By Jim Isleib, Michigan State University Extension
In the spring of 2011, Michigan State University wheat breeder Janet Lewis received a call from Minnesota. Yue Jin, a research plant pathologist at the USDA Agricultural Research Service Cereal Disease Laboratory on the University of Minnesota campus, was looking for a Michigan location to include in his winter wheat stem rust screening program. The location needed to be distant from the main wheat growing areas of Michigan and also receive consistent, heavy, annual snow cover. The snow cover was desirable to give winter protection to less cold-hardy wheat varieties that may be included from southern states in the screening program.
Jin's main wheat stem rust screening work takes place near his lab in St. Paul, Minn. The establishment of additional sites provides field screening options in case a large number of breeding lines from breeding programs across the United States need to be screened. The Michigan site will determine if a suitable remote site in Michigan can accommodate many different types of wheat varieties – southern wheat varieties in particular – and whether the location is suitable for stem rust development. Having the capacity in place to screen U.S. wheat lines from breeding programs across the United States is a valuable asset for the wheat breeding community.

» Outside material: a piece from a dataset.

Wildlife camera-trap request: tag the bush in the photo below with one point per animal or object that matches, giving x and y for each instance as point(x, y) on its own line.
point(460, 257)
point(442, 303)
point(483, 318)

The Michigan State University Extension Upper Peninsula Research and Extension Center in Chatham was chosen as a trial site for winter wheat stem rust screening in 2011. The site was established in a beef pasture area cleared of trees, but had never been plowed since the establishment of the Upper Peninsula Research and Extension Center in 1899, and almost certainly not prior to that time.
The location was selected to minimize stem rust contamination potential of winter wheat grown by MSU on the facility. The ground was cultivated, stones were picked and fencing was installed to keep grazing cattle out.